I'm not sure if this is the best or the worst problem I've ever seen, but it's definitely one of the two. The answer is no. Suppose it was possible, and view the grid as a torus, so the top and bottom rows are consecutive. The shared sum must equal $\frac{36(37)}{2(6)}=3\cdot37$, which is crucially odd. Consider any three consecutive rows and three consecutive columns. The sum of the row elements is odd, as is the sum of the column elements. Thus the sum of elements in any "diagonal pair of 3x3 squares" is even. An example of what this term means is below (marked by the X's—though the O's also form a diagonal pair) XOOOXX OXXXOO OXXXOO OXXXOO XOOOXX XOOOXX Now consider the diagonal passing through the centers of the squares, as well as the two diagonals next to it. The below grid shows the diagonals marked by X's for the above example. OOOXXX OOXXXO OXXXOO XXXOOO XXOOOX XOOOXX The sum of the elements in these three diagonals is odd. Adding this to the first group of X's gives us that the sum of elements in the X-marked squares is odd: XOOXOO OXOOXO OOOOOO XOOXOO OXOOXO OOOOOO Since we're working on a torus, vertically rotating these X's once and twice, and adding them to the above grid gives us that the sum of elements in X-marked squares below is odd as well: XXOXXO XXOXXO XXOXXO XXOXXO XXOXXO XXOXXO But if we sum these elements directly by column, the sum should be even: contradiction. $\blacksquare$

No. Let each sum be $S$ which is odd. Add the odd columns and even rows which sum to $6S$. Then, subtract $3$ diagonals which have sum $3S$ and cover all cells with even coordinate sum. What we are left with is each square with odd $x$ coordinate and even $y$ coordinate being shaded twice. However, this has sum $3S$ which is odd and a contradiction as each cell is counted an even number of times.

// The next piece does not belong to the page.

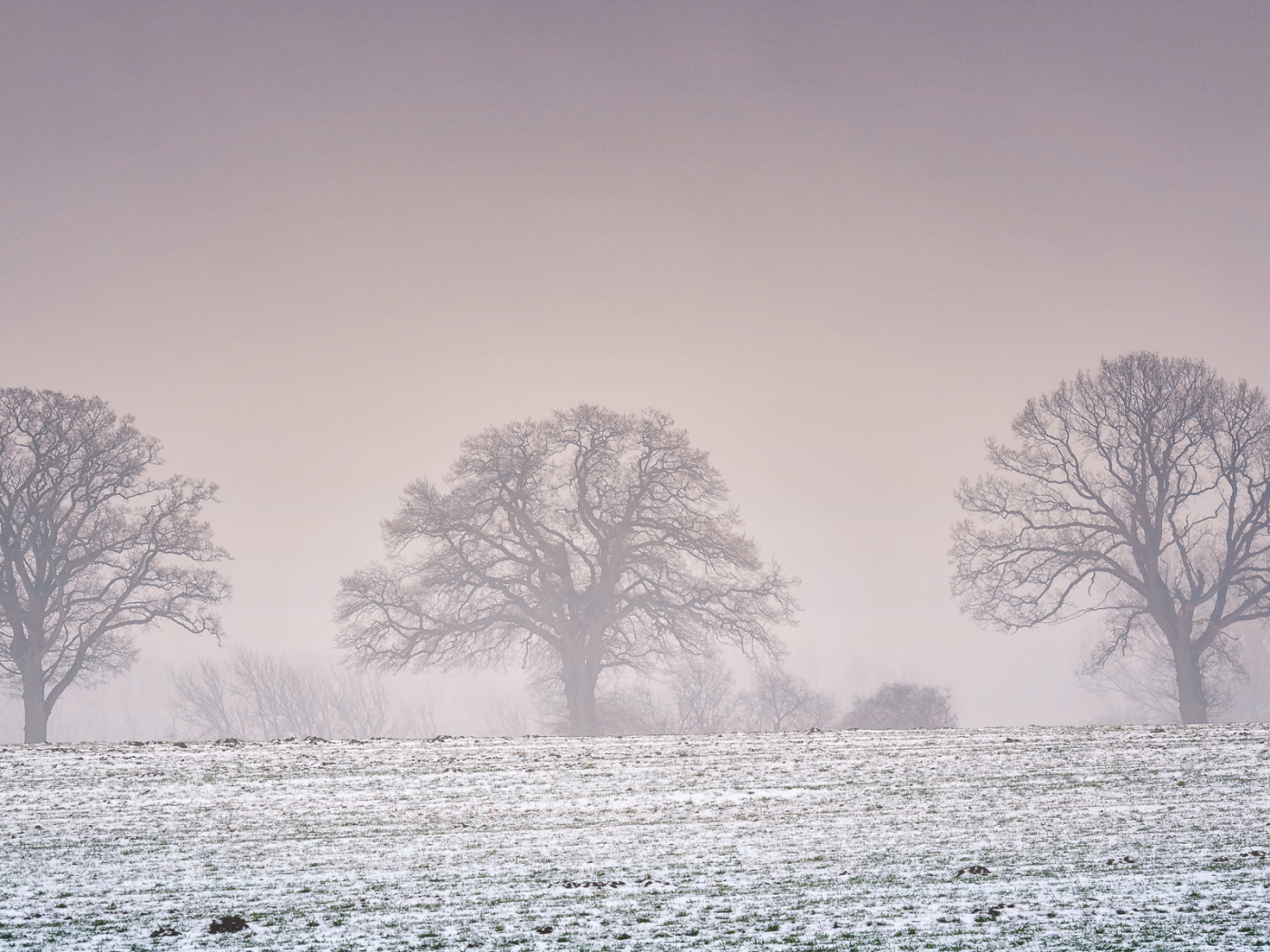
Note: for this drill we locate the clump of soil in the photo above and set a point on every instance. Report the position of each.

No. Fill every other row with the letters $ababab$ and for all other rows $cdcdcd.$ The $c$ will be ignored. Let the capital letter denote the sum of all the small letters. Then $A+B=B+D=D+A=333,$ which is not possible for integers$.\blacksquare$

Honestly surprisingly tricky for a parity argument. The answer is no. Suppose otherwise; then every row, column, and diagonal of the grid has sum $3 \times 35 = 105$, which is odd. Consider the symmetric difference $\mathcal R_{\mathrm{odd}} \Delta \mathcal C_{\mathrm{odd}}$ consisting of all the squares of the grid with row and column indices of differing parity. On one hand, the sum of the numbers in these squares has the same parity as the multiset union $\mathcal R_{\mathrm{odd}} \cup \mathcal C_{\mathrm{odd}}$, which is even. On the other hand, this set consists of three diagonals of the grid, so it should have an odd sum. This yields a contradiction.